Изменить стиль страницы

– Это ведь по-французски, да? – заметила Софи. – Гавань…

– Совершенно верно, это маленький городок в Мэриленде. Мы с тобой будем через него проезжать. Словом, вышли мы все тогда на остановке у паршивого ресторанчика, где можно было пописать, выпить содовой воды и еще чего-нибудь в этом роде, и там я увидел игральный автомат – бега. В Мэриленде, видишь, ли, в противоположность Виргинии, в известной мере разрешена азартная игра, и вот в эту машину можно было опустить медяк и поставить на одну из, скажем, двенадцати крошечных металлических лошадок.
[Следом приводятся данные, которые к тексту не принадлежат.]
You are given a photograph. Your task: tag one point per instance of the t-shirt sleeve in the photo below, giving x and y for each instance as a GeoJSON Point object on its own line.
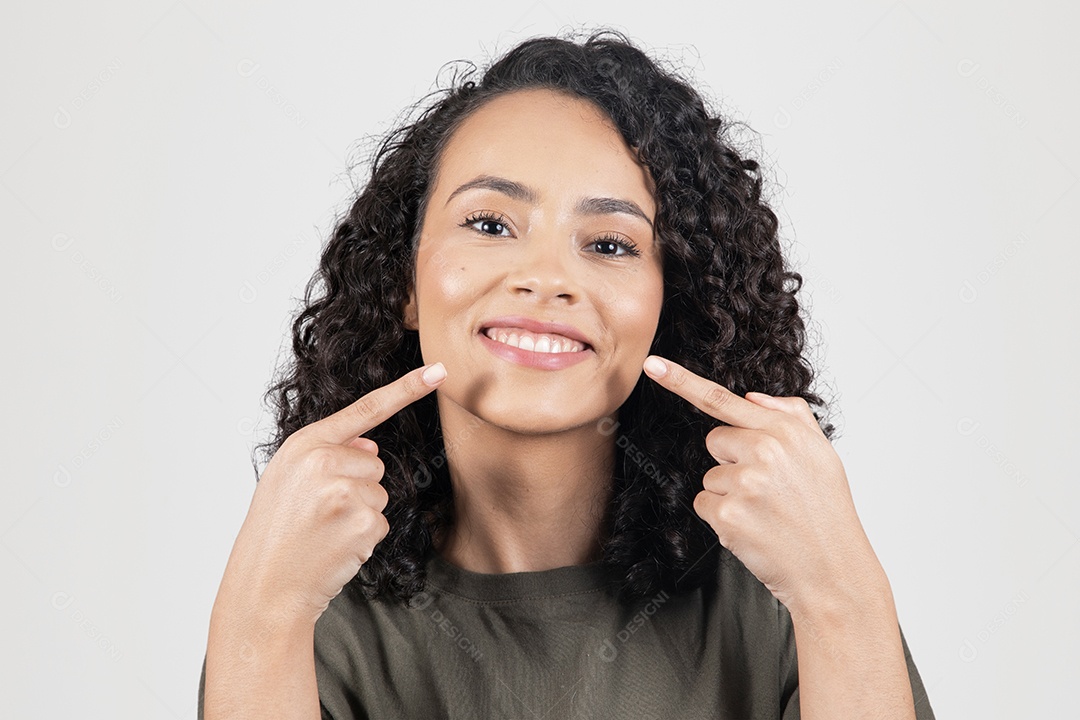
{"type": "Point", "coordinates": [790, 677]}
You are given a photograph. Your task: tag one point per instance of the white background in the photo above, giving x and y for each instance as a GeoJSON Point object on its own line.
{"type": "Point", "coordinates": [169, 172]}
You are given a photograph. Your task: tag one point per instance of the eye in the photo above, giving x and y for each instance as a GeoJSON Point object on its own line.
{"type": "Point", "coordinates": [486, 220]}
{"type": "Point", "coordinates": [613, 242]}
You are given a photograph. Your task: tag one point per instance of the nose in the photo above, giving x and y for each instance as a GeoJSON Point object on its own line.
{"type": "Point", "coordinates": [545, 269]}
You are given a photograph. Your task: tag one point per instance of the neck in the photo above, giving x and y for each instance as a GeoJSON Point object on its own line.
{"type": "Point", "coordinates": [524, 502]}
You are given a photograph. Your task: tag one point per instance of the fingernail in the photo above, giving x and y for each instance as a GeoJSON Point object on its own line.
{"type": "Point", "coordinates": [434, 374]}
{"type": "Point", "coordinates": [656, 367]}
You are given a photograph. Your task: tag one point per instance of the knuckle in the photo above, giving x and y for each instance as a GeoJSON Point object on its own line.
{"type": "Point", "coordinates": [380, 497]}
{"type": "Point", "coordinates": [321, 460]}
{"type": "Point", "coordinates": [337, 498]}
{"type": "Point", "coordinates": [716, 397]}
{"type": "Point", "coordinates": [366, 408]}
{"type": "Point", "coordinates": [768, 448]}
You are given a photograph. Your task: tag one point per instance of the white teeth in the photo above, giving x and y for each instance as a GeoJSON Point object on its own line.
{"type": "Point", "coordinates": [541, 343]}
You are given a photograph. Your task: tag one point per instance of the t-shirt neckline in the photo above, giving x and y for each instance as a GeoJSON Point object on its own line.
{"type": "Point", "coordinates": [449, 578]}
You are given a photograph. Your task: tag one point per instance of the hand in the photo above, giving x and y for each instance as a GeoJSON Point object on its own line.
{"type": "Point", "coordinates": [316, 513]}
{"type": "Point", "coordinates": [779, 499]}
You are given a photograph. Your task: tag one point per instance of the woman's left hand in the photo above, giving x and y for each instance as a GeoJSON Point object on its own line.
{"type": "Point", "coordinates": [779, 499]}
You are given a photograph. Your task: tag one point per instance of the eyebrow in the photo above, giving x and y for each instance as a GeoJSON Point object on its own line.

Помню, мама дала мне на расходы ровно четыре доллара – это было очень много во времена Великой депрессии; я воспылал желанием поставить на лошадку и соответственно сунул в щель медяк. Ну, Софи, что произошло, ты и представить себе не можешь. Это чертова машина сорвала банк – ты знаешь, что значит «сорвать банк»? По всей машине замелькали огни, и из нее посыпался настоящий поток медяков – десятки, сотни монет. Я просто своим глазам не мог поверить! Я, наверное, выиграл долларов пятнадцать медяками. Они рассыпались по всему полу. От счастья я голову потерял. Но тут, понимаешь, возникла проблема, как везти эту добычу. На мне, помнится, были короткие белые полотняные штанишки, и я принялся рассовывать медяки по карманам, но их было так много, что они непрерывно отовсюду вылетали. Однако самым скверным было не это, а противная баба, которой принадлежал ресторанчик: когда я попросил ее – обменяйте мне, пожалуйста, медяки на доллары, она пришла в ярость, принялась кричать, что играть-де на таком автомате можно только после восемнадцати лет, а у меня еще под носом не высохло, и что у нее отнимут лицензию, и что, если я сейчас же не уберусь к черту, она вызовет полицию.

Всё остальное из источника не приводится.